R. Le développement durable est fondamental pour moi. Je sais que si nous ne prenons pas soin de notre planète, ce que je chéris le plus au monde, c'est-à-dire ces îles, pourrait disparaître à l'avenir. En raison de ma passion pour la planète, mes actions quotidiennes reflètent mon souci de l'environnement. J'essaie de moins utiliser ma machine à laver, de recourir à des produits cosmétiques écologiques, d'éviter les emballages en plastique, de me servir de mes propres sacs pour aller faire mes courses et d'utiliser des bouteilles en verre réutilisables pour boire de l'eau.

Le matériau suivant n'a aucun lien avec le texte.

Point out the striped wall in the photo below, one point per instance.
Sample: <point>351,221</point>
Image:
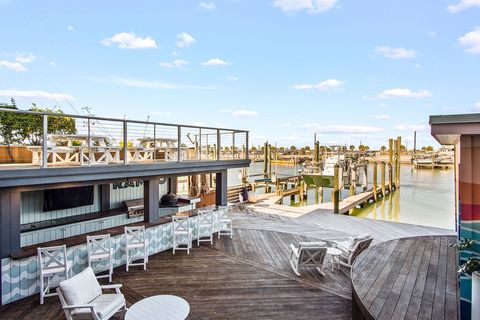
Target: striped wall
<point>20,278</point>
<point>469,208</point>
<point>32,208</point>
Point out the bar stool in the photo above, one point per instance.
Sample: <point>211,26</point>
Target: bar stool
<point>136,246</point>
<point>205,226</point>
<point>225,227</point>
<point>53,263</point>
<point>100,252</point>
<point>182,233</point>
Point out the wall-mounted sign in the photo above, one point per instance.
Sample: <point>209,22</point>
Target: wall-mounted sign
<point>127,184</point>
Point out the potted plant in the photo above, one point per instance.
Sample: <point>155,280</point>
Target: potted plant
<point>471,267</point>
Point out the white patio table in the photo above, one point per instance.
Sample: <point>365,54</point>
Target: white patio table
<point>163,307</point>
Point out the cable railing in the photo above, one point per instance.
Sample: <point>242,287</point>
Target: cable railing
<point>35,139</point>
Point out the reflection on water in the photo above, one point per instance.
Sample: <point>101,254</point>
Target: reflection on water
<point>426,197</point>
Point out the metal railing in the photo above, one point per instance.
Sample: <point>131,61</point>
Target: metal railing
<point>51,139</point>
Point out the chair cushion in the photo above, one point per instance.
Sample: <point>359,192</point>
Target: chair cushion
<point>104,306</point>
<point>311,244</point>
<point>81,288</point>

Il est également vrai qu'il y a beaucoup de choses que je ne peux pas contrôler. Par exemple, je suis obligé de me rendre en avion sur la péninsule pour mon travail, car la plupart de mes projets y sont basés. C'est une véritable épine dans le pied pour moi.
Q. Qu'avez-vous pensé de votre collaboration avec Hannun ?
R. Ce que j'aime chez Hannun, c'est que vous n'avez pas perdu votre approche artisanale depuis votre création. Lorsque nous préparions ce projet, je vous ai demandé de m'envoyer des plats en céramique que j'avais vus sur votre site web. Vous m'avez répondu qu'il était impossible de les obtenir tout de suite car, comme il s'agit d'articles à la demande, l'artisan devait les fabriquer de toutes pièces. L'ensemble du processus aurait pris trop de temps. J'aime ce genre de souci du détail.
Lorsque j'ai reçu les produits, j'ai été étonnée par la qualité de vos textiles. J'aime également beaucoup vos céramiques. Je pense qu'elles correspondent à mon style de vie. Prendre des photos pour Hannun a été incroyablement facile car vos produits sont en harmonie avec ma maison.